We are pleased to be hosting two Festival events in addition to our Fringe venue shows. Both are at St. Columba’s by the Castle on 14 Johnston Terrace, EH1 2PW
A show about leaving home for the unknown. What we seek, what we find, and what we leave behind. Colm is trying to get to lona. John is trying to follow Colm. Tom is just trying to follow the plot. Together they will embark on an epic voyage of discovery into the imagination, and across oceans of time.
During the Fringe, Tom Barry, the grandson of the crew who took part in the 1963 re-enactment of Columba’s crossing, 1400 years earlier, from Ireland to Iona, will be performing a “one-man” show about the 20th century crossing.
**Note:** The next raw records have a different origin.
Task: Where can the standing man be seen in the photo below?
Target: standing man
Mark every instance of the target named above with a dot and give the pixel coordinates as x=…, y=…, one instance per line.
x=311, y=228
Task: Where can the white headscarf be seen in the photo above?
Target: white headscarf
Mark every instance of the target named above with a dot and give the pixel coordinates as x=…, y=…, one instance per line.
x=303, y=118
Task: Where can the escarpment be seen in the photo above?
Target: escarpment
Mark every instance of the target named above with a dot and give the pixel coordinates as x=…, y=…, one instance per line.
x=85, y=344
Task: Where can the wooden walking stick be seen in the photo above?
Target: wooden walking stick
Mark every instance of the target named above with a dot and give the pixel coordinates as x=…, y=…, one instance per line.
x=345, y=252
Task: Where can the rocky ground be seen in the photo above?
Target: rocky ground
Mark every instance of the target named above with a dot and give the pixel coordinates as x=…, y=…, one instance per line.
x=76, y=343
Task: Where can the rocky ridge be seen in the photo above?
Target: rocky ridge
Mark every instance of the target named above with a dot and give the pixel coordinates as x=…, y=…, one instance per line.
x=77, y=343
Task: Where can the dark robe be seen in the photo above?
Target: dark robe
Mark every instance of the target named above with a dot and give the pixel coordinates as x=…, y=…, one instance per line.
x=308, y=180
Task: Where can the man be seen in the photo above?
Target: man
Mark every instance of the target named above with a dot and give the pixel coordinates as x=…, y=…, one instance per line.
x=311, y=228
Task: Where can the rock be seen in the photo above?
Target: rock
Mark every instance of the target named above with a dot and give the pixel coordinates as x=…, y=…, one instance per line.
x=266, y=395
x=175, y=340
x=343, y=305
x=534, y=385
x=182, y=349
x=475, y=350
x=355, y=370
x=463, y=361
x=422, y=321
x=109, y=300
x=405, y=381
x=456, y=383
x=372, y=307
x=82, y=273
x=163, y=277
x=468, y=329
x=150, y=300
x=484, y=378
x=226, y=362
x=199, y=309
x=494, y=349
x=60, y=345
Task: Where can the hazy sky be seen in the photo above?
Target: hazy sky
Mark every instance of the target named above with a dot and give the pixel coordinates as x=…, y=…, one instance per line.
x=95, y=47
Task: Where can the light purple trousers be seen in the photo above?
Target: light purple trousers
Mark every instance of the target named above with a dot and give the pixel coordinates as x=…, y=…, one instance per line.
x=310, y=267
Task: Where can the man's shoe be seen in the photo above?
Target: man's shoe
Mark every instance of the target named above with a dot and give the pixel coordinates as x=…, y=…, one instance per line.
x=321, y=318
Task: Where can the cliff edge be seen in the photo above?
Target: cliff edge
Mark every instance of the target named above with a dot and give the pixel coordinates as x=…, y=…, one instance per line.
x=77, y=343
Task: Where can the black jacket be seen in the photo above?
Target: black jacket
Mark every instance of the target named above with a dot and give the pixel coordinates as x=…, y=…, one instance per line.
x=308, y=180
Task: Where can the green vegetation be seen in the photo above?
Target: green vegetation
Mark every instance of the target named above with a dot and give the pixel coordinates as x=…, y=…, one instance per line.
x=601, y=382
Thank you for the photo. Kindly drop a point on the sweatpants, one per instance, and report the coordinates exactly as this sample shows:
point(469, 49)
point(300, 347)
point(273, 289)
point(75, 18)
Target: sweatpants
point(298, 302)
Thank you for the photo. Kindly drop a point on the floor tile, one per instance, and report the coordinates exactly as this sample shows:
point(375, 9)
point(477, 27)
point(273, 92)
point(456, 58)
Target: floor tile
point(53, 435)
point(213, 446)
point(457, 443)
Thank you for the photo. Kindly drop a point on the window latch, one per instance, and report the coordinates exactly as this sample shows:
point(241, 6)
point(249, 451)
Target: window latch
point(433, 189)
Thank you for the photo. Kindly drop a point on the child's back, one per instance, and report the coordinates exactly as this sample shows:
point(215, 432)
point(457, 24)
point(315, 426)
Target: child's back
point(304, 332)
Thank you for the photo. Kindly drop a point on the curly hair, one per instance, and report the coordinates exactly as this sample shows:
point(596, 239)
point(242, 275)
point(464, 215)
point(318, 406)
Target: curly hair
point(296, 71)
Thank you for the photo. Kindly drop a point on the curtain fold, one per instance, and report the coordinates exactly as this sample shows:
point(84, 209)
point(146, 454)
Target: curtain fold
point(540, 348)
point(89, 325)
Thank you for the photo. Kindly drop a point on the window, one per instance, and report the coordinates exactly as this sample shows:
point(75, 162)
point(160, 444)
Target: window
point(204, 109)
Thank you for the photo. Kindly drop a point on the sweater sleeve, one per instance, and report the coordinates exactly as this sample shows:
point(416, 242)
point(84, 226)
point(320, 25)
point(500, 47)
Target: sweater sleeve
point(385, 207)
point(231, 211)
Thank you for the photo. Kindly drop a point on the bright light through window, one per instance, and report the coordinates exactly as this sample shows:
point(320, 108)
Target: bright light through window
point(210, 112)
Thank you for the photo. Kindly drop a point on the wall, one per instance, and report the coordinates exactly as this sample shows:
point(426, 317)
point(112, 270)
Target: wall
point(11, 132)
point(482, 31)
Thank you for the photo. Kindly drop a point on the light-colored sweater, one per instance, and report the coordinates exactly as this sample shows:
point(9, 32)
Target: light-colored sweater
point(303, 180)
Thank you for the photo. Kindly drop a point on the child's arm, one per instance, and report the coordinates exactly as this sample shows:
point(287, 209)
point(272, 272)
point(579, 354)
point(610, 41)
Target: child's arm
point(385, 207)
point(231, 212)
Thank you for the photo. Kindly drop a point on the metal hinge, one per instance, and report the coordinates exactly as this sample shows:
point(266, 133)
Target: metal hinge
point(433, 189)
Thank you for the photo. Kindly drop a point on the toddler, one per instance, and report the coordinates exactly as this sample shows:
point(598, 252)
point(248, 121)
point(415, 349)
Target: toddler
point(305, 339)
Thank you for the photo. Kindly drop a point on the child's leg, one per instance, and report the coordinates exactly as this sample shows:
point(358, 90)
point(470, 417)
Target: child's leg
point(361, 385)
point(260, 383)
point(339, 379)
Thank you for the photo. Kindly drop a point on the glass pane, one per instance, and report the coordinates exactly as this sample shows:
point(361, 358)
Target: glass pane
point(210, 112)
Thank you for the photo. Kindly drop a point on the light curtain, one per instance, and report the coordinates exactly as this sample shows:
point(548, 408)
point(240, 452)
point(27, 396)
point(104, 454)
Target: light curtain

Tom will, very kindly, be donating all the proceeds from the show to St Columba’s.
Tickets are pay-what-you-can, available online at the link below: www.ticketsource.co.uk/toms-barry/e-plqlej (Also available to buy on the door, with card or cash accepted.)
The Ruthwell Cross is a stone Anglo-Saxon cross dating from the time when the Dumfriesshire village of Ruthwell was part of the Anglo-Saxon Kingdom of Northumbria. It is the most famous and elaborate surviving Anglo-Saxon monumental sculpture on which some lines from the poem the Dream of the Rood have been inscribed. Smashed by Presbyterian iconoclasts in 1642, the pieces were restored in 1823. In 1887 it was moved inside Ruthwell church, where an apse was specially built to hold it.
The Cross’s carved images illustrate scriptural stories. Some are now badly damaged or missing, but many can still be identified by Latin text carved in the frame of each image.
In 2022, as a means of spiritual journey, Timothy Ray, writer-in-residence at St Columba’s, commissioned the Edinburgh artist and printmaker Cat Outram to re-imagine these images while also trying to remain true to Anglo-Saxon iconography. Her re-imaginings are on display in this exhibition for contemplation and reflection.
Dr Dunn is Honorary Senior Research Fellow at Glasgow University and the author of The Christianization of the Anglo-Saxons (2010), a groundbreaking work about the challenges confronting the Anglo-Saxon church, especially in the late 9th century, a crucial period for the survival of Christianity in Anglo-Saxon England.